Consider an array of n
elements, from which we want to take a sample
of m
items. The number of distinct samples of m
elements from a
population of n
is given by the binominal coefficient:
\[ \binom{n}{m} = \frac{n!}{m! (n-m)!} \]
Now consider the case that we do not select the first element in the
array. In this case, we still must select m
elements, but from a
smaller population of n-1
items. The number of such samples is
$\binom{n-1}{m}$.
We can now ask: what is the probability that a sample of size m
,
taken from an array of n
elements, does not contain the first element?
The probability is the number of favorable outcomes, divided by the
total number of possible outcomes:
\[ q = \frac{\text{number of samples without first element}}{\text{total number of samples}} = \frac{ \binom{n-1}{m} }{ \binom{n}{m} } = \frac{n-m}{n} = 1 - \frac{m}{n} \]

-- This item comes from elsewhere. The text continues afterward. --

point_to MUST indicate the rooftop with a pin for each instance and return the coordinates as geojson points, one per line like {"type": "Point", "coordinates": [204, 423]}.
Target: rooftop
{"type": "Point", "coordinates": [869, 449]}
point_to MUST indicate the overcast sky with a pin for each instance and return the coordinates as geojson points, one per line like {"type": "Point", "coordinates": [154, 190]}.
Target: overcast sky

This is the probability that a sample does not contain the first element. The probability that a sample does contain the first element, which is the probability with which the first element should be retained, is therefore:
\[ p = 1-q = \frac{m}{n} \]
This formula applies “recursively” at each step, where n
and m
always indicate the number of remaining array elements and the number
of samples still to draw. In an iterative implementation, the probability
would be $p = (m-k)/(n-i)$, where m
and n
are now kept constant, while
i
signifies the index of the current element, and k
counts the number
of elements already selected for the sample. Notice that the formula
(together with its derivation) reduces to the previous result for a
sample size of 1.
Stream Sampling
What has been common to the algorithms introduced so far is that they required the size of the input to be known ahead of time. But what if the size is unknown, or is effectively unlimited, for example when reading from a stream?
Let’s say that we want to select one item from an (in principle unlimited) stream. We have no information of the number of elements in the stream; it may in fact be quite short. Yet, we want an algorithm that is guaranteed to produce a “best guess” single-item sample from the stream at all times.
The inductive argument presented earlier carries over the present case, only that now we start counting at the beginning. We retain the first element read from the stream with probability 1: this way, we are guaranteed to have a sample. When we read the second element, we retain it with probability 1/2, and — if we retain it — use it to replace the previous sample. When the third element is read, we have seen a total of 3 elements to choose from, and hence we retain it with probability 1/3 and use it to replace whatever is the current sample. And so on.
Reservoir Sampling
Reservoir sampling is a generalization of the previous stream sampling
algorithm to samples of more than one element. A naive generalization
might look like this: fill the “reservoir” (or sample) with the first
m
elements read from the stream; then retain each newly read element
with probability 1/(i+1), and use it to replace a randomly selected item
in the reservoir. (Using a zero-based index i
to count the elements
read from the stream.) The problem with this naive algorithm is that it
requires two random numbers at each step: one to decide whether to
retain an element, the other to determine which element in the sample
to replace.
Reservoir sampling makes do with a single random number, as follows.
When reading the element with index i
, generate a random integer
r
from the range 0 <= r < i
. (In other words, if all the elements
read so far from the stream had been placed into an array, generate a
random index into that array.) If the random integer r
obeys
0 <= r < m
, that is, if r
identifies a element in the (zero-based)
reservoir, then retain the current value read from the stream and place
it into the reservoir at position r
; otherwise, do not retain the
item read from the stream.
In the same way that single-item stream sampling generalizes our original inductive argument, reservoir sampling applies the same logic to samples of multiple elements.